Comment Donald Trump tente d’utiliser la monnaie comme instrument de sa politique économique

Le dollar en jeu

d'Lëtzebuerger Land vom 16.05.2025

L’annonce lundi d’un « armistice tarifaire » entre la Chine et les États-Unis a provoqué un fort rebond du dollar. On ignore ce qu’en pense Donald Trump qui, depuis son retour aux affaires, est bien décidé à faire baisser le billet vert pour réduire le déficit commercial américain, tout en ayant besoin d’une monnaie forte pour assurer la puissance des États-Unis et financer leur dette. La recherche d’une meilleure compétitivité semble néanmoins l’emporter au sein de la nouvelle administration, avec des risques élevés de déstabilisation de l’économie mondiale. L’étendue de la culture économique du président américain reste un mystère.

Il est ainsi difficile de savoir si pendant ses études et sa vie professionnelle et surtout depuis son entrée en politique, il avait entendu parler du paradoxe (ou dilemme), formulé dès 1960 par l’économiste belge Robert Triffin (1911-1993). Il peut être résumé de la manière suivante : lorsqu’un pays émet une monnaie prééminente dans les paiements internationaux, il doit nécessairement être en déficit commercial pour que les agents économiques non-résidents puissent l’utiliser pour leurs règlements et leurs réserves. Mais si sa dette extérieure devient trop importante, elle provoque une perte de confiance dans la monnaie, dont les détenteurs cherchent alors à se défaire. Une monnaie hégémonique est donc aussi très fragile, et ne doit être manipulée qu’avec précaution.

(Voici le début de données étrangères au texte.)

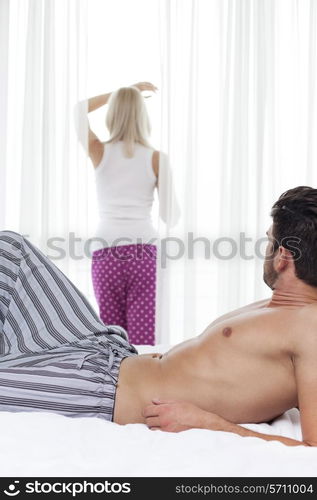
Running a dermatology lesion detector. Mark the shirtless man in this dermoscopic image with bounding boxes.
[114,187,317,446]
[0,187,317,446]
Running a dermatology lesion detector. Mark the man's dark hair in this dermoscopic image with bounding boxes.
[271,186,317,287]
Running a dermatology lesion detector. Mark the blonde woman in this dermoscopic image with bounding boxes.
[77,82,159,345]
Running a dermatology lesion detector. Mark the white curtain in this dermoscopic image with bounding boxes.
[157,0,317,343]
[0,0,93,293]
[0,0,317,343]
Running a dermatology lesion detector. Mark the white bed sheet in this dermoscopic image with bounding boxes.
[0,346,317,477]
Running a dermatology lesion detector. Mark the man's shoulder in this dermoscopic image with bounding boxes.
[293,304,317,351]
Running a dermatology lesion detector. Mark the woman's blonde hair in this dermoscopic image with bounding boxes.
[106,87,152,158]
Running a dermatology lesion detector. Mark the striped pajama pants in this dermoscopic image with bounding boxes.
[0,231,137,420]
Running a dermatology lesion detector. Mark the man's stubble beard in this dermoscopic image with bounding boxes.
[263,258,278,290]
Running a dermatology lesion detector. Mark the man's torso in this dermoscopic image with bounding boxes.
[114,301,305,424]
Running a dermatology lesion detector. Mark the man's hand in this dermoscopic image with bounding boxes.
[142,399,309,446]
[143,399,226,432]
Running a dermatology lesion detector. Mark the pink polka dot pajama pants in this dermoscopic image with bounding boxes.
[92,244,156,345]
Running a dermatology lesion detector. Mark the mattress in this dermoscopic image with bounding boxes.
[0,346,317,477]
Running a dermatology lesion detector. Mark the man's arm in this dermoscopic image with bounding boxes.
[143,400,313,446]
[207,299,270,329]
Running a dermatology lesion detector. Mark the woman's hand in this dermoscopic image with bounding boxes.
[142,399,226,432]
[132,82,158,92]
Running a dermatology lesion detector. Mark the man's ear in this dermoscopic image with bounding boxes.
[276,246,293,272]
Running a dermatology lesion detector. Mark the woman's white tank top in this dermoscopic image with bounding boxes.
[93,141,157,250]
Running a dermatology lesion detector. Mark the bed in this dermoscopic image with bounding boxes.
[0,346,317,477]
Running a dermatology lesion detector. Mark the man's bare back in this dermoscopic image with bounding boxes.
[114,300,306,424]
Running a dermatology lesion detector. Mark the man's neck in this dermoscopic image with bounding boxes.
[268,282,317,307]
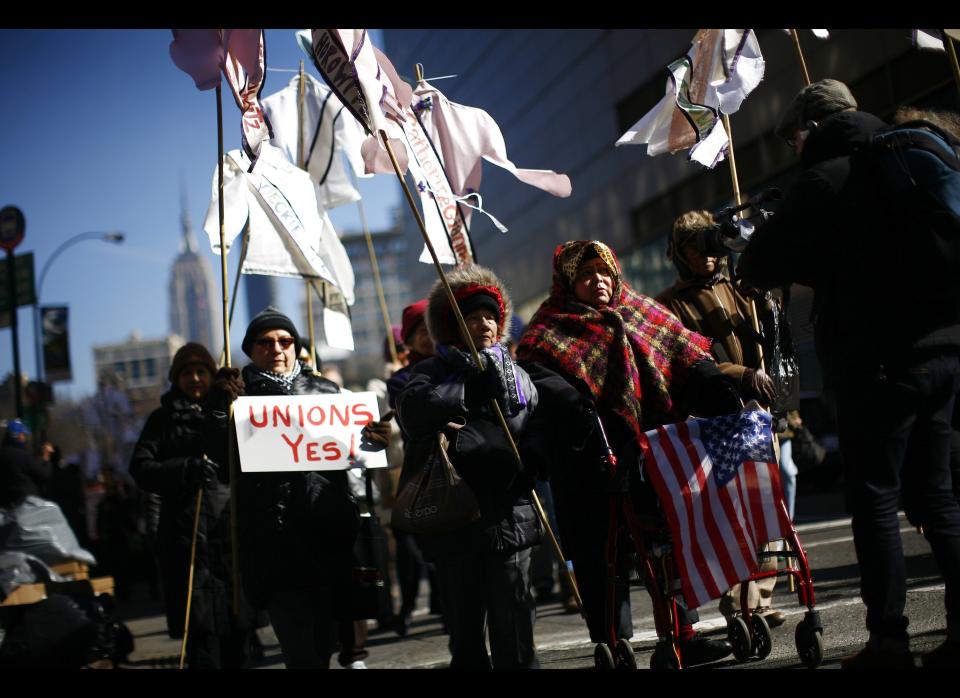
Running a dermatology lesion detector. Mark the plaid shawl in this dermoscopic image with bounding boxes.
[517,240,711,439]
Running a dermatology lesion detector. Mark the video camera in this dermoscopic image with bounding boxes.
[694,187,783,257]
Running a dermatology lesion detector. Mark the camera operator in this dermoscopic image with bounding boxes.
[720,80,960,669]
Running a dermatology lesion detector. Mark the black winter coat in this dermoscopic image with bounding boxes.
[739,111,960,384]
[208,365,360,608]
[397,356,542,559]
[130,389,255,638]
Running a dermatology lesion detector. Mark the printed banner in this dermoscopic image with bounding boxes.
[233,392,387,473]
[403,114,473,264]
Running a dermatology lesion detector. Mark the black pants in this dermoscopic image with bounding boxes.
[837,352,960,642]
[393,529,439,616]
[437,549,540,669]
[267,585,338,669]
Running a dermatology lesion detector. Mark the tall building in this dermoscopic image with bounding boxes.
[170,190,221,355]
[384,29,957,393]
[93,331,185,417]
[243,274,280,320]
[303,210,408,384]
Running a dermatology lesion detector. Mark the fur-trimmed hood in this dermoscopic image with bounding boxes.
[426,264,513,344]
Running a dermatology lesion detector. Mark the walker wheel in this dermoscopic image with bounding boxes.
[593,642,616,671]
[794,621,823,669]
[727,616,753,662]
[750,613,773,659]
[650,640,680,671]
[614,638,637,671]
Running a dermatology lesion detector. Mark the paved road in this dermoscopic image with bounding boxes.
[116,486,946,669]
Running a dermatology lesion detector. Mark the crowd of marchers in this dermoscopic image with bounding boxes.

C’est bien le cas avec le dollar, qui joue toujours un rôle central dans les paiements internationaux avec une « part de marché » de près de soixante pour cent des échanges commerciaux et des transactions financières. Selon le FMI, la même proportion se retrouve, malgré une lente érosion (- 10 points en vingt ans), dans les réserves de change mondiales, ce qui représente un montant de 7 000 milliards de dollars. Et les banques centrales à travers le monde sont friandes des bons du Trésor américains (T-bonds) pour se constituer un matelas de titres sûrs afin de faire face à des crises. De la sorte les États-Unis, qui ont déjà le « privilège exorbitant » (expression utilisée dès 1965 par le futur président français Giscard d’Estaing, alors ministre des finances) de régler leur déficit commercial (mille milliards de dollars actuellement) avec leur propre monnaie, financent également sans difficulté leur colossal endettement public qui s’élève à 36 200 milliards de dollars, près de quarante pour cent de la dette publique mondiale.

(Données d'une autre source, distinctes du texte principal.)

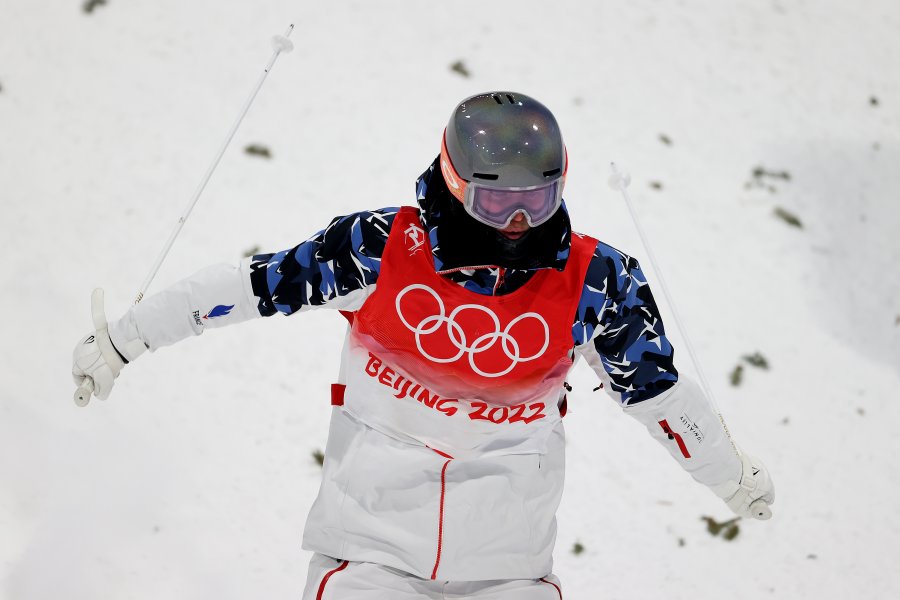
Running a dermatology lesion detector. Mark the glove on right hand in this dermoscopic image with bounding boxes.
[712,452,775,521]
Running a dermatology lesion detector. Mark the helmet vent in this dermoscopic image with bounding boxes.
[491,94,516,104]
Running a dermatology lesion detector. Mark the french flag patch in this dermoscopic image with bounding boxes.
[203,304,234,319]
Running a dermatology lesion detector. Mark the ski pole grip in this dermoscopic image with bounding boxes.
[750,498,772,521]
[75,377,94,407]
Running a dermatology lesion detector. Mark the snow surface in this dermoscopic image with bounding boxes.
[0,0,900,600]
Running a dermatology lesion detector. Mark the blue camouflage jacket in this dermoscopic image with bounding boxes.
[250,164,678,406]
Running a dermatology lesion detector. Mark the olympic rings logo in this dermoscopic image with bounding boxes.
[395,283,550,377]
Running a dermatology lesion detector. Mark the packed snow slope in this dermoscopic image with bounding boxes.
[0,0,900,600]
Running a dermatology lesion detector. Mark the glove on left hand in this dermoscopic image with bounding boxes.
[72,288,125,406]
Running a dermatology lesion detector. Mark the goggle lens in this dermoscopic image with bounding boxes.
[465,179,562,229]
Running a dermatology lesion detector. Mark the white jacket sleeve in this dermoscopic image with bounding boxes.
[624,375,742,487]
[109,258,260,361]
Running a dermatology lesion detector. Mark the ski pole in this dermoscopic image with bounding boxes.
[607,163,772,519]
[74,23,294,406]
[134,24,294,304]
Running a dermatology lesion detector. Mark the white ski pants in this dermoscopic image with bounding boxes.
[303,554,562,600]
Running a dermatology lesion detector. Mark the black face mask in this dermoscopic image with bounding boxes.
[425,162,569,269]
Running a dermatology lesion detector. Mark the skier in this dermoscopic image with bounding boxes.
[73,92,774,600]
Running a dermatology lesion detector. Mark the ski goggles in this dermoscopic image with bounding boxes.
[441,137,565,229]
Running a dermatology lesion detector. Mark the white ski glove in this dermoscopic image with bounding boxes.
[710,452,775,521]
[72,288,141,406]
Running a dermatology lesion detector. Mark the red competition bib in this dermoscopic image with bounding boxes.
[352,207,597,406]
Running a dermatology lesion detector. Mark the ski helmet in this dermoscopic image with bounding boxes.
[441,92,568,229]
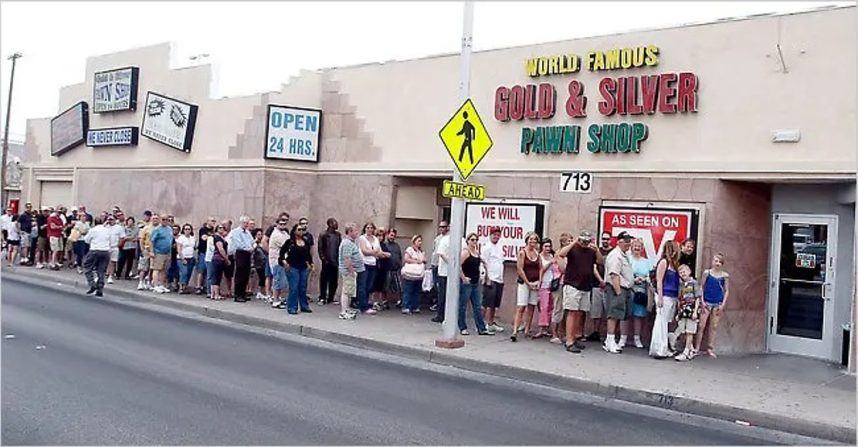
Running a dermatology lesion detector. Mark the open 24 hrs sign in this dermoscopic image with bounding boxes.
[560,172,593,193]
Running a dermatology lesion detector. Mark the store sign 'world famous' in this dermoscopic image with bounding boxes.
[51,101,89,156]
[140,92,198,152]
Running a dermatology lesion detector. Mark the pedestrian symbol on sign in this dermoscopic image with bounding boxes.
[438,99,493,180]
[456,112,477,164]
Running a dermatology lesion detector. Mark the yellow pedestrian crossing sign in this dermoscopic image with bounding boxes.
[438,99,494,180]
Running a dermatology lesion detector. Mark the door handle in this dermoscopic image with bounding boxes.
[822,282,831,301]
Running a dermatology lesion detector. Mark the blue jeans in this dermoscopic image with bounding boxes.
[206,260,226,287]
[286,267,310,313]
[72,241,89,267]
[167,259,179,283]
[402,278,423,311]
[435,275,448,320]
[357,270,371,312]
[459,283,486,332]
[179,258,196,286]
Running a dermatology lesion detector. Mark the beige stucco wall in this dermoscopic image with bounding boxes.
[322,8,856,175]
[26,44,261,167]
[25,8,856,178]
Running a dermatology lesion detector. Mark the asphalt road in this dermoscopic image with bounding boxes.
[2,281,776,445]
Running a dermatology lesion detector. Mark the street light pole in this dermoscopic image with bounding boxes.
[435,1,480,348]
[0,53,22,209]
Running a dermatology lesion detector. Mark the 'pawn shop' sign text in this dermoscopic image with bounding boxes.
[494,45,700,158]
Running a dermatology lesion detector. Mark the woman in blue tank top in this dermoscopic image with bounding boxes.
[649,241,679,359]
[694,253,730,358]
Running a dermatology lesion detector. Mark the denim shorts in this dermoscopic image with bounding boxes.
[271,265,289,290]
[196,253,206,273]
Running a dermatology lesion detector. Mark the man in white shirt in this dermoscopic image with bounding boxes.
[104,214,125,284]
[0,208,14,242]
[268,219,289,309]
[83,218,112,296]
[429,220,450,311]
[432,229,450,323]
[480,227,504,332]
[602,231,635,354]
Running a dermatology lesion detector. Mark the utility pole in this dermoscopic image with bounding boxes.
[0,53,22,209]
[435,1,480,348]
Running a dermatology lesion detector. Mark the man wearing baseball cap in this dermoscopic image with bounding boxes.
[602,231,635,354]
[480,227,504,332]
[557,230,602,353]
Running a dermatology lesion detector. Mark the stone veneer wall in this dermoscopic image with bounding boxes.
[75,169,264,228]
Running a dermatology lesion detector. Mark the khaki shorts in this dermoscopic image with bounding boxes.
[674,318,697,335]
[36,236,48,251]
[563,284,591,312]
[340,273,357,298]
[50,237,63,251]
[137,254,149,275]
[515,284,539,306]
[605,285,632,321]
[590,286,611,318]
[152,254,170,271]
[551,289,564,324]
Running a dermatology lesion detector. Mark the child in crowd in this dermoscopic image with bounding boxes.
[694,253,730,358]
[674,264,703,362]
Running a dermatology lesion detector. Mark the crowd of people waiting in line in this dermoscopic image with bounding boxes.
[0,203,730,361]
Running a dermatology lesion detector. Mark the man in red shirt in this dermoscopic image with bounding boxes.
[48,205,64,270]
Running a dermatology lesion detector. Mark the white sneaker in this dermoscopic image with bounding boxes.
[602,337,620,354]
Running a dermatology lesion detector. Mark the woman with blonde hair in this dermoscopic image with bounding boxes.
[458,233,495,335]
[401,234,426,315]
[509,231,543,342]
[649,241,679,359]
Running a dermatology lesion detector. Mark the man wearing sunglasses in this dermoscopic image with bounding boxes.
[582,231,612,341]
[263,217,289,309]
[430,220,450,323]
[429,220,450,321]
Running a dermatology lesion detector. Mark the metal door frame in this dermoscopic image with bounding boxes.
[766,213,839,360]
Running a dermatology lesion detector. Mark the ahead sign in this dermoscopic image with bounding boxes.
[441,180,486,200]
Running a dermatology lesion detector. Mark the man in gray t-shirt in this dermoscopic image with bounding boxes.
[337,222,375,320]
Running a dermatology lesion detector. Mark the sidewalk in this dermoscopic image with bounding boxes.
[3,267,856,444]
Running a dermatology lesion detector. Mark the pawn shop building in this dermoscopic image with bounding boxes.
[22,7,856,364]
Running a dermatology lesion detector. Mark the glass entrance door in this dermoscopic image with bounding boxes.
[769,214,837,359]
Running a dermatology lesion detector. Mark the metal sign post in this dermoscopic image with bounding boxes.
[435,1,479,348]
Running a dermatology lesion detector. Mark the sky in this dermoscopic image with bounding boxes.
[0,1,855,141]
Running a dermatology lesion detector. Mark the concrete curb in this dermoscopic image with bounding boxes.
[3,272,856,445]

Mais la valeur du dollar, comme de toute autre monnaie, dépend en grande partie de la croyance de ses détenteurs en la solidité de l’économie américaine. Or, les incertitudes de la politique trumpiste, jointes aux manipulations destinées à faire baisser le cours du dollar, pourraient ébranler leurs convictions, « faisant basculer le système monétaire dans l’inconnu », selon l’économiste français Frédéric Cherbonnier. La baisse du dollar souhaitée par Donald Trump n’était pourtant pas une préoccupation majeure lors de son premier mandat. Elle correspond à ce que l’on connaissait autrefois sous le nom de dévaluation compétitive, une pratique répandue à l’époque des parités fixes qui ont gouverné les marchés des changes pendant des décennies. Elle permettrait à coup sûr de réduire le déficit commercial américain en rendant les importations plus coûteuses et les exportations moins chères. La croissance économique et l’emploi pourraient en bénéficier, au bout d’un délai difficile à estimer, mais qui pourrait être de quelques mois seulement.

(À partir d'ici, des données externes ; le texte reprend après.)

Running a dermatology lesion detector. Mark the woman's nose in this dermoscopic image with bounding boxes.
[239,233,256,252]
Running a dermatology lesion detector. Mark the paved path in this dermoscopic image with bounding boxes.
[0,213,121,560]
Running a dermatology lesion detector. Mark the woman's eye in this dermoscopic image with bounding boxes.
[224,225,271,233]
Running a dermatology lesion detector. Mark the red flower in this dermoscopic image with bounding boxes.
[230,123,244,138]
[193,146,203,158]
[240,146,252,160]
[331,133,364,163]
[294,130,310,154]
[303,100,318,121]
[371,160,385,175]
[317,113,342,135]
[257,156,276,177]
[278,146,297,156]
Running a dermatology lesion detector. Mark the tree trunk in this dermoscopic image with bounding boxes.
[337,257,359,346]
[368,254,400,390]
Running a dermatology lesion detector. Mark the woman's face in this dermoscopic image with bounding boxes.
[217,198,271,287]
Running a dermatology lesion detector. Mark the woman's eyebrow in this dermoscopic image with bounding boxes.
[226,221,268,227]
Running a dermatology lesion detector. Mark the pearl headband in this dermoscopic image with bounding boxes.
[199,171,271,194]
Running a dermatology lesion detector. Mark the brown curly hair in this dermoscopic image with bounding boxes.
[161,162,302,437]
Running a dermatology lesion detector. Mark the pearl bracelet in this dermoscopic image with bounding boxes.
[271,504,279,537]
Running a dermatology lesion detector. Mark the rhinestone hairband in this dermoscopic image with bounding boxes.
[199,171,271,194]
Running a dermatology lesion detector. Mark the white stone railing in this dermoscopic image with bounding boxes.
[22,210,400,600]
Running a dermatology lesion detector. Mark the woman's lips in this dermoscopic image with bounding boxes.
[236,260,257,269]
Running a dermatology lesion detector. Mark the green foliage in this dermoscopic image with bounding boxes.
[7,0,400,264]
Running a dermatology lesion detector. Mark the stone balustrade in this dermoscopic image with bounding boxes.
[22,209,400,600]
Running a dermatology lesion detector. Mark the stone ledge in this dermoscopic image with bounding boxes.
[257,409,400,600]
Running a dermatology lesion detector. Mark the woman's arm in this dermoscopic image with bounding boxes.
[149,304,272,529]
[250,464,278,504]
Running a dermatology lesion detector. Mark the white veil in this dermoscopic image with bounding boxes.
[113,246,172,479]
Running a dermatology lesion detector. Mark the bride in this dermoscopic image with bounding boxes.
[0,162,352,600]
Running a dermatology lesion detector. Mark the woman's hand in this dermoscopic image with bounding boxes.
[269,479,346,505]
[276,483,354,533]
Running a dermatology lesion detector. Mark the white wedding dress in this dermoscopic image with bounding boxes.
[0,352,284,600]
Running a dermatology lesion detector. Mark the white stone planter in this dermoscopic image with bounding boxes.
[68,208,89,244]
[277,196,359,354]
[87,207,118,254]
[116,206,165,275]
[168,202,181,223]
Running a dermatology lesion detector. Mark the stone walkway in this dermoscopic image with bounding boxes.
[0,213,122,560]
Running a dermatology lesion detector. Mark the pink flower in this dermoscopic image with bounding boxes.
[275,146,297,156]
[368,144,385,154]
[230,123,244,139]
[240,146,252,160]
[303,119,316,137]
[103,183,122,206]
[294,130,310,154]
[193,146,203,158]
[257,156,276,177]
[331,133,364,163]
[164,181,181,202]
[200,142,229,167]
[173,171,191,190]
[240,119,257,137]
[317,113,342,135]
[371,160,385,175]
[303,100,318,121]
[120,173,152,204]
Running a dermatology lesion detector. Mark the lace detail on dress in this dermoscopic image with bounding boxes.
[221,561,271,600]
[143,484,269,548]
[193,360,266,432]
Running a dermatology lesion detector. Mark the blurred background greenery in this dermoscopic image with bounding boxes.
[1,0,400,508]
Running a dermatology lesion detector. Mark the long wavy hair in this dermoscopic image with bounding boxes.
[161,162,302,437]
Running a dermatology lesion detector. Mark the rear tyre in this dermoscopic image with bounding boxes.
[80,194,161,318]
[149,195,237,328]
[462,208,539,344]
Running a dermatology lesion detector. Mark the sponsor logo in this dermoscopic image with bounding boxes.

Ce déficit est une véritable obsession pour le président. Il en voit la cause dans le cours trop élevé du dollar. Le rôle joué par le billet vert dans les échanges commerciaux et financiers, et comme monnaie de réserve, a généré une forte demande et provoqué en moins de vingt ans une forte hausse du dollar : depuis son point bas de 2008, il s’est apprécié de plus de trente pour cent contre l’ensemble des devises et de plus de quarante pour cent par rapport à l’euro. Pour Trump cette évolution est la principale responsable du creusement du déficit commercial des États-Unis et des difficultés de son industrie, concurrencée par les produits étrangers, surtout chinois. Selon l’économiste français Patrick Artus, sa stratégie, pour autant qu’on puisse la deviner, semble être de faire baisser le dollar en obligeant les autres pays à le vendre sous la menace de droits de douane très élevés. Mais, surtout s’il est trop rapide, le décrochage du dollar présente des risques considérables.

Indépendamment des droits de douane, un dollar plus faible va renchérir le coût des importations (énergie, biens de consommation, matières premières), ce qui alimenterait l’inflation, minant le pouvoir d’achat des ménages américains. Mais la hausse des coûts de production affecterait aussi le prix des produits exportés, réduisant ou annulant les effets attendus de la « dévaluation » du dollar. Entre avril 2024 et avril 2025, les prix américains n’ont augmenté que de 2,3 pour cent, une hausse comparable à celle observée dans la zone euro. Mais les anticipations sont moins optimistes.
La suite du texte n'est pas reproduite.